The interview is off for the day, but we are promised a ride-cum-talk with him in his car (Innova Crysta) from Moga to Majitha the next morning. It actually turns out good, as we get a chance to hang about the house he stayed in Moga, the one that allegedly is owned by a Khalistan “terrorist”.

On the spot, however, the only excitement we notice is of young enthusiastic fans, who have arrived with small gifts. A young man who modifies old jeeps in Moga for a living has brought along a pen, with which he wants the “future prime minister to script a blissful future for the country”.

As Kejriwal tells us later, he is banking on the “hope that people have seen in AAP”. He is confident their government will be able to create the 25 lakh promised jobs, as they already have a detailed blueprint ready for industry, farming and dairy.

As we drive out, people in the street literally try and pour in through the window, and he knows it matters. The driver is asked to slow down for the last selfies. Out on the highway, the road is flanked by an unending expanse of deep-green wheat fields.

Asked if agriculture will continue to be sustained on subsidies, he cuts to question the very term, if benefits to industry are called ‘incentives’, then why not the same for farming? It has to be viable, he says; either pay more for the produce, or help with inputs, else the country will starve.

Would the Centre cooperate in procurement? The Delhi Chief Minister says there are rules that govern a “full state” such as Punjab. Moreover, if there is any issue, “then we know how to fight for our rights better than Akalis or Congress. Sada haq, ethe rakh”.

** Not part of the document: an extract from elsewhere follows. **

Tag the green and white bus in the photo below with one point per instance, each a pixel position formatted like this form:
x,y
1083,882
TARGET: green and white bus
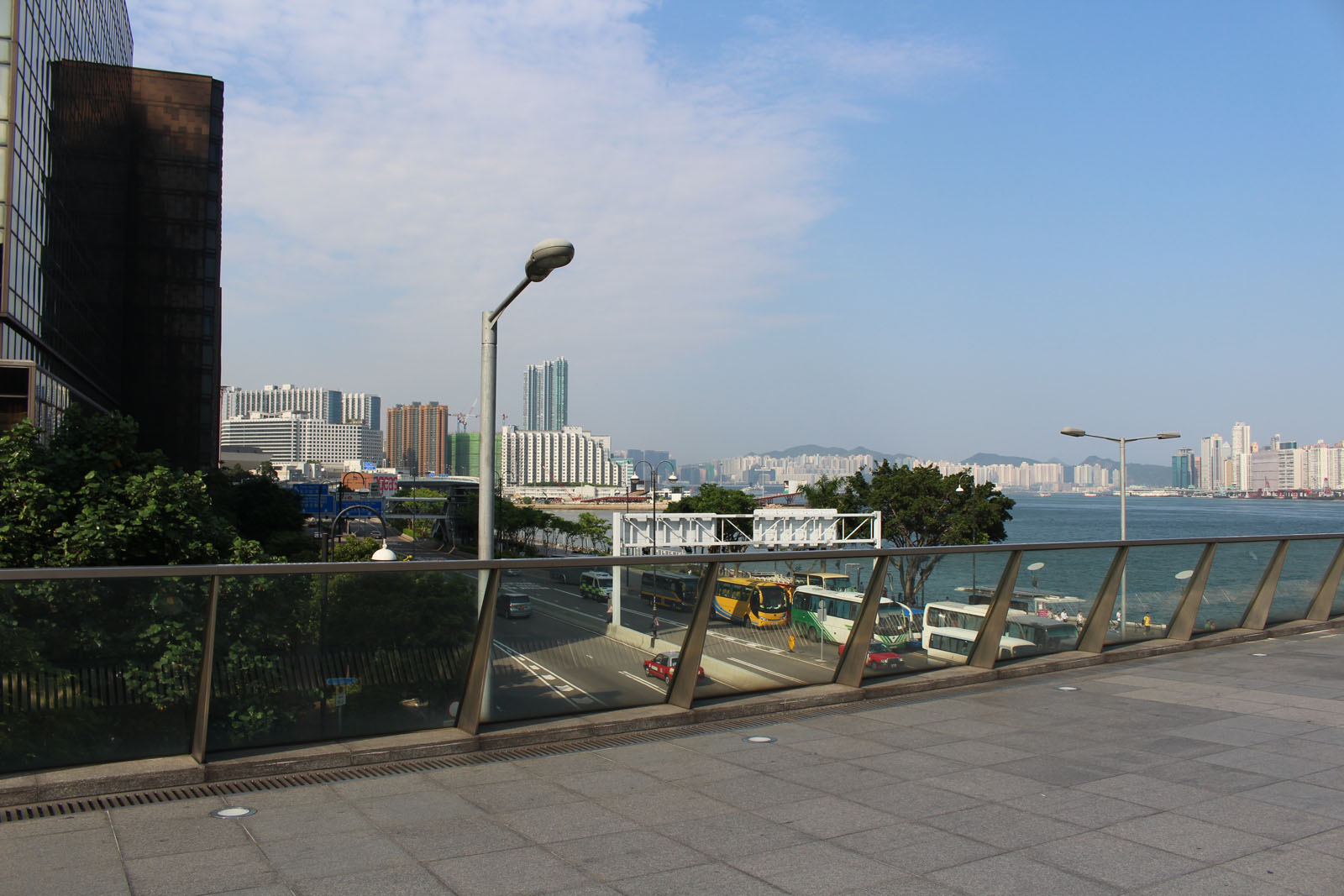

Mention of the allegation of “separatists” being among his NRI supporters touches a sudden agitation in the otherwise soft-spoken man with a nagging cough. Perhaps the controversy over the Moga house is bothering him. “How can you call every NRI a terrorist?” he asks.

“This is very dangerous for the country. If there is any particular case, please give us names,” he says. “NRIs are coming to Punjab out of love for the state. And are ready to invest or even do charity for the people back home.”

The cavalcade is headed to Majitha, an area where AAP does not have an upper hand, unlike the Malwa that he is leaving behind. But Majitha is important, for the prime target of the AAP campaign, SAD’s Bikram Majithia, is contesting from there.

It’s SAD and BJP flags all around, but that does not daunt Kejriwal from raising a full-throated “Bole so nihal, Sat Sri Akal” at the end of every village rally.

The crowd that comes to AAP rallies in Majha is largely Dalit and poor, even as in Malwa every other car had AAP posters. Kejriwal is conscious of his aam aadmi base. When the lack of his party’s governance experience is pointed out, he says there are bureaucrats and experts for that.

“What a leader needs is good intention, and a feel for the pain and the pulse of the people. He should not be able to sleep if his people are suffering.”

A noticeable change in the rallies is the lack of topis. There are yellow turbans instead. Is this the effect of Sukhbir Badal and Captain Amarinder Singh calling AAP topiwallas? Not at all, says Kejriwal, “this is just them targeting what little they can, including my sandals and red sweater”.

So why do his political opponents see red in everything AAP? “Because we have offered a disillusioned people a politics of hope.”